Retailers remove bump stocks
As Congressional Republicans and the NRA signaled their willingness to discuss a ban on bump stocks in the wake of the Las Vegas shootings, Walmart and Cabela’s removed the products from their websites. On Thursday, The New York Times reported that new demand for the conversion kits, used to turn semiautomatic rifles into automatic rifles, meant some companies had already sold out of the items as consumers anticipate a ban.
Shake Shack announced its first kiosk-enabled restaurant, reported Eater on Tuesday. Founder Danny Meyer has said in the past that robots aren’t likely to replace the fast-casual chain’s human workers. But kiosks that limit customer-employee interactions appear to be a step in exactly that direction.
Electric cars rev up
In an automotive sea change, General Motors and Ford both revealed their strategies for amplifying production of electric cars early this week. The New York Times details G.M.’s plans for 20 new all-electric models within the next six years and Ford’s prediction of 13 electrified models over the next several years. Currently, battery-powered electric vehicles represent about 1 percent of market share in the U.S.
IRS hires Equifax
Politico reported that the IRS awarded Equifax a $7.25 million contract to “verify taxpayer identity” days before the former CEO endured a bipartisan shaming for exposing the personal information of 145 million Americans. The no-bid contract is a “sole source order,” meaning Equifax was considered the only supplier capable of providing the required services. On Thursday, senators urged the IRS to cancel the contract. Meanwhile, CBS News says Amanda Werner was the costumed Mr. Monopoly who photo-bombed the Equifax senate hearing. Werner works for nonprofit Americans for Financial Reform.

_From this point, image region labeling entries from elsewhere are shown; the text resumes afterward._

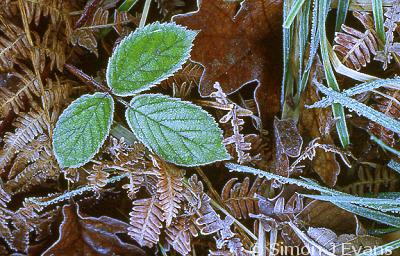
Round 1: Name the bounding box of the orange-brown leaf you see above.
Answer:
[174,0,282,122]
[43,205,145,256]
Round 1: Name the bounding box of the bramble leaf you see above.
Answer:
[126,94,230,166]
[107,22,196,96]
[53,93,114,168]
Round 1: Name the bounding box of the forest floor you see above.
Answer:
[0,0,400,256]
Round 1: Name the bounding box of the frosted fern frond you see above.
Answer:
[333,12,378,70]
[157,162,184,227]
[221,177,270,219]
[128,196,164,247]
[0,109,49,168]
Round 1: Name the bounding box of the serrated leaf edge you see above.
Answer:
[52,92,114,168]
[125,93,232,167]
[106,21,198,97]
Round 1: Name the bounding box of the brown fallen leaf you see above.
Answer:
[42,205,146,256]
[300,64,340,186]
[274,118,303,176]
[289,223,382,256]
[173,0,282,126]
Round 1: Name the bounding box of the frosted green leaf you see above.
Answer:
[53,93,114,168]
[126,94,230,166]
[107,22,196,96]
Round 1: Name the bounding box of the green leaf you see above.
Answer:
[107,22,196,96]
[126,94,230,166]
[53,93,114,168]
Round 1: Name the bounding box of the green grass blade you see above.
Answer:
[310,84,400,136]
[283,0,305,28]
[318,0,350,148]
[301,194,400,213]
[225,163,400,228]
[335,0,350,32]
[313,78,400,108]
[388,159,400,174]
[370,134,400,157]
[372,0,385,44]
[118,0,139,12]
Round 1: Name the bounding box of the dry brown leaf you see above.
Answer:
[173,0,282,124]
[274,118,303,176]
[42,205,145,256]
[300,76,340,186]
[157,161,184,227]
[298,200,358,233]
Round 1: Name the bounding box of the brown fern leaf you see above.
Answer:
[333,12,378,70]
[221,177,269,219]
[157,160,184,227]
[0,0,19,18]
[23,0,74,30]
[341,166,399,196]
[86,165,110,189]
[36,26,67,72]
[128,196,164,248]
[0,64,40,116]
[0,22,31,72]
[160,61,204,98]
[5,151,61,194]
[42,77,76,112]
[368,91,400,147]
[113,10,140,36]
[0,181,11,207]
[165,217,198,255]
[0,109,48,169]
[0,207,14,249]
[8,134,52,179]
[71,7,109,56]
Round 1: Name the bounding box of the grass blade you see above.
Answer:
[335,0,350,32]
[372,0,385,44]
[318,0,350,148]
[225,163,400,228]
[283,0,305,28]
[316,84,400,133]
[358,239,400,256]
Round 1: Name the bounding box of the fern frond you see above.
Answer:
[8,134,52,179]
[157,161,183,227]
[0,181,11,207]
[341,166,399,196]
[0,109,48,168]
[128,196,164,248]
[221,177,269,219]
[5,151,61,194]
[375,0,400,69]
[333,12,378,70]
[368,90,400,147]
[36,26,67,72]
[0,64,40,116]
[160,61,204,99]
[23,0,73,29]
[71,8,109,56]
[0,22,31,72]
[42,77,75,111]
[165,217,198,255]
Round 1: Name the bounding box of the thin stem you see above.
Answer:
[139,0,151,28]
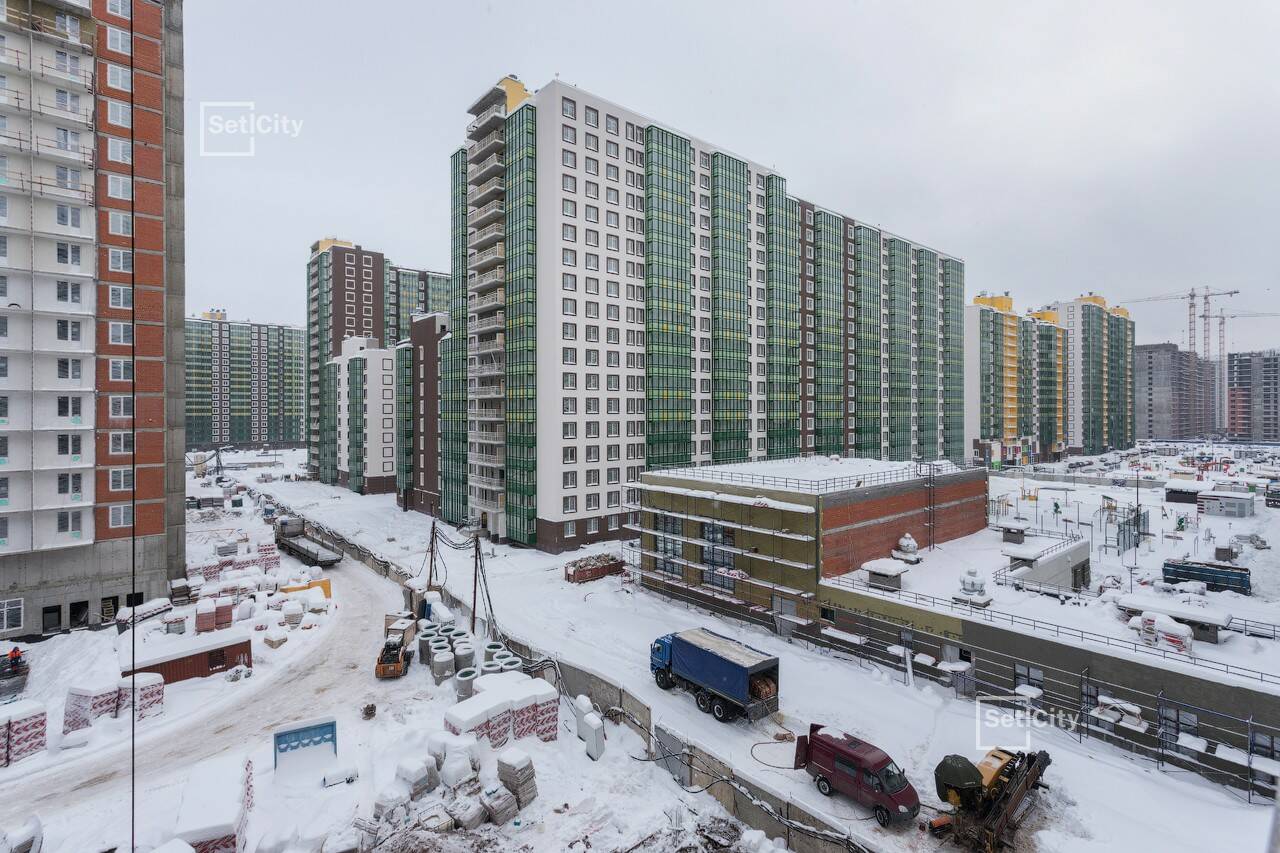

Buffet bets on truck stops
Warren Buffet’s latest acquisition, Pilot Flying J, a chain of convenience stores tailored to truckers, is typical of the tycoon’s investments, according to Bloomberg. The truck stops, allegedly the cleanest on the road, fit neatly into the Berkshire Hathaway business model, concentrating on investments that are stable, predictable and enduring. Still, shareholders might be anticipating deals with a bit more sizzle as Berkshire Hathaway’s cash has topped $100 billion.